Elle a vivement critiqué  l’OTAN, voté contre les traités de l’UE, condamné Israël pour la guerre à Gaza, évoquant ouvertement  le génocide, et promis de défendre la neutralité militaire de son pays. Forte de ce programme,  Catherine Connolly, 68 ans, ancienne maire de Galway, dans l’ouest du pays, a été élue présidente de l’Irlande. Malgré une faible participation, elle a remporté une victoire éclatante à l’élection présidentielle irlandaise, obtenant environ  63 % des voix, contre 29,5 % pour sa rivale, Heather Humphreys.

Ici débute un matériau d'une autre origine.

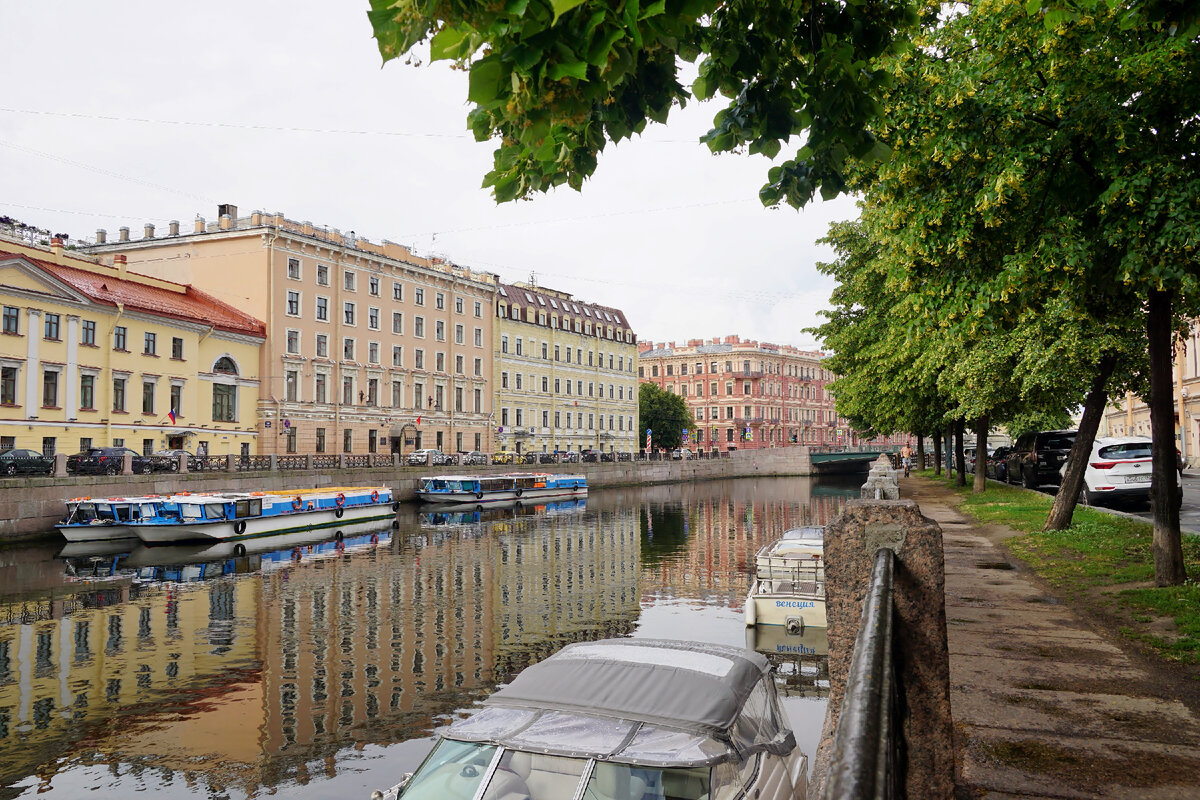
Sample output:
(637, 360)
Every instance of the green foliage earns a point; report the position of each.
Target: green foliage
(665, 414)
(552, 82)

Cette candidate indépendante de gauche, qui siège depuis neuf ans comme députée socialiste d’opposition au Parlement irlandais, a rallié le soutien des forces progressistes et des partis situés à la gauche du Parti travailliste, grâce à une campagne axée sur la dénonciation des politiques militaires occidentales et un engagement ferme en faveur du peuple palestinien. Ce résultat marque une rupture  avec les candidatures précédentes de l’establishment et envoie un signal clair au gouvernement de Dublin : l’électorat regarde ailleurs, récompense le courage et la divergence sur les sujets sensibles et exige une voix qui aille au-delà de la représentation ordinaire.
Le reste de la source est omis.